From a mobile and social perspective 61% of native-born U.S. Hispanics have a smartphone and 73% use social networking sites. Contrast this with 40% of native-born U.S. Hispanics who have smartphones and 63% who use social networking sites. Although Pew does not report on mobile and social adoption growth rates by Hispanic sub-segment, my assumption is that the growth is coming from the foreign-born segment similar to what we are seeing with overall Internet usage.
How can marketers capitalize on the closing digital divide?

Simply put, this report provides more compelling data for marketers to invest in the Hispanic digital space. Pew sums this point up well, “Latinos own smartphones, go online from a mobile device and use social networking sites at similar—and sometimes higher—rates than do other groups of Americans.” The data also provides valuable insights into Hispanic technology usage patterns that can help prioritize Hispanic digital investments towards mobile and social tactics.

However, some marketers may look at technology adoption by native-born Hispanics vs. foreign-born Hispanics and conclude that general market digital investments are sufficient to reach Hispanics.

I disagree.

As I discussed in my last post, there are several compelling reasons marketers should focus on foreign-born Hispanics. This report provides yet another, technology adoption is growing fastest among foreign-born Hispanics making them a ripe target for marketers.


Categories: NGL News

2 replies

  1. In the sentence “Contrast this with 40% of native-born U.S. Hispanics who have smartphones and 63% who use social networking sites.” Did you mean to say foreign born?

  2. Nice post Lee.
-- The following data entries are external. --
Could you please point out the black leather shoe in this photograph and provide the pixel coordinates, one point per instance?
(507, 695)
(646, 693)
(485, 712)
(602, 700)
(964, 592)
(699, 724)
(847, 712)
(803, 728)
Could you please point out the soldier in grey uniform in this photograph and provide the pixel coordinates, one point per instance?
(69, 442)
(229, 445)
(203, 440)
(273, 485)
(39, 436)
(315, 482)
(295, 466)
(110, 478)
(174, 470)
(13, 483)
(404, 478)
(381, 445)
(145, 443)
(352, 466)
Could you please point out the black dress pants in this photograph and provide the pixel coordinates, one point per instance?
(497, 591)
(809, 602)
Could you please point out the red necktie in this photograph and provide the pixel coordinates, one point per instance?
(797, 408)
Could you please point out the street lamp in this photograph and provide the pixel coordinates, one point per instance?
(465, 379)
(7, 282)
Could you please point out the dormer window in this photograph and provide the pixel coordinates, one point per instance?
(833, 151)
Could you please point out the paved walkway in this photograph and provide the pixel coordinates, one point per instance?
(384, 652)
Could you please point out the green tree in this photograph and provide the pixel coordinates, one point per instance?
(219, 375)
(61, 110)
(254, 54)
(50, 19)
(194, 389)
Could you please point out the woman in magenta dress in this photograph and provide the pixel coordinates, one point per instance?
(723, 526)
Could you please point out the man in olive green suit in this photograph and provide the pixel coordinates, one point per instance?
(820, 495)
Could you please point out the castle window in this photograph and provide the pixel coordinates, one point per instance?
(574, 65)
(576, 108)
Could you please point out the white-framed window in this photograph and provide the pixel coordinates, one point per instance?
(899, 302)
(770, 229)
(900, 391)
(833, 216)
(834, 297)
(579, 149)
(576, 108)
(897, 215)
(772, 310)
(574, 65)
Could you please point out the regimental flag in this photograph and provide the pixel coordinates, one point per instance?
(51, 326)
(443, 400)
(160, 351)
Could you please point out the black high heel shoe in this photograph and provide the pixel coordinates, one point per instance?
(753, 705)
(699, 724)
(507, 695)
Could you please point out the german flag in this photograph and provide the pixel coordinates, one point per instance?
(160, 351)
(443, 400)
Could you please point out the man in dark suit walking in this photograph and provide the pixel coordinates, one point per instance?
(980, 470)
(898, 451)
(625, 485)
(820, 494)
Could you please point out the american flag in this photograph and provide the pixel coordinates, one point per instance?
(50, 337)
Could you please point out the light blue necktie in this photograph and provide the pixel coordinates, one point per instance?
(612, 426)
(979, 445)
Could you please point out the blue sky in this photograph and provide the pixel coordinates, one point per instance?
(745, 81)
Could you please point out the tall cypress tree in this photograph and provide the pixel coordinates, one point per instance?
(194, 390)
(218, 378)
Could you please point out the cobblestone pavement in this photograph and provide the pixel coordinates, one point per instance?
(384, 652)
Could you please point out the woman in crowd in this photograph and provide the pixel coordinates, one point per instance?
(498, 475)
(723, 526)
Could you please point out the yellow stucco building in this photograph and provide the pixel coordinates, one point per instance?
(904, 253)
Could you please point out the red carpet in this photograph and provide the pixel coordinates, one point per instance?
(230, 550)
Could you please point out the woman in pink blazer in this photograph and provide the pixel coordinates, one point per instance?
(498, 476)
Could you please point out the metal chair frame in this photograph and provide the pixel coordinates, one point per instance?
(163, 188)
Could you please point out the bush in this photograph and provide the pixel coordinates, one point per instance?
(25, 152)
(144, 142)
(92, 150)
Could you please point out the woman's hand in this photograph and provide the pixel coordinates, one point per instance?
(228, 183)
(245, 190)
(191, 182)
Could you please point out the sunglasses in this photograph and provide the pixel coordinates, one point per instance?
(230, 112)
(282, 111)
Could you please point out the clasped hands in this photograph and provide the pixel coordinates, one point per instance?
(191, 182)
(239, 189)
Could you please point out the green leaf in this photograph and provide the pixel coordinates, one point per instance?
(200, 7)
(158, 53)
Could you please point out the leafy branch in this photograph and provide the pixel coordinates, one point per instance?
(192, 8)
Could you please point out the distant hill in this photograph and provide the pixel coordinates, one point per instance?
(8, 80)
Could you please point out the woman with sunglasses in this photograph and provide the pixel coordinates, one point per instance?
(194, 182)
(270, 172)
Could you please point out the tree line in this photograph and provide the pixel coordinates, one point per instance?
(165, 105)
Interesting stats regarding the need for marketers to focus on foreign-born Hispanic consumers. At YaSabe we see similar technology adoption statistics for U.S. Hispanics coming to our site – about half are foreign born and half are US born. Whether it’s a U.S. Hispanic consumer or a foreign-born Hispanic consumer, we’re finding that the key to successful marketing lies in a bilingual strategy that hits both Spanish Speakers and English speakers looking for culturally relevant content. Culturally relevant can vary depending on acculturation and interest area – but we’re finding some common areas too. And clearly both markets are very important to businesses looking to capture this valuable customer segment.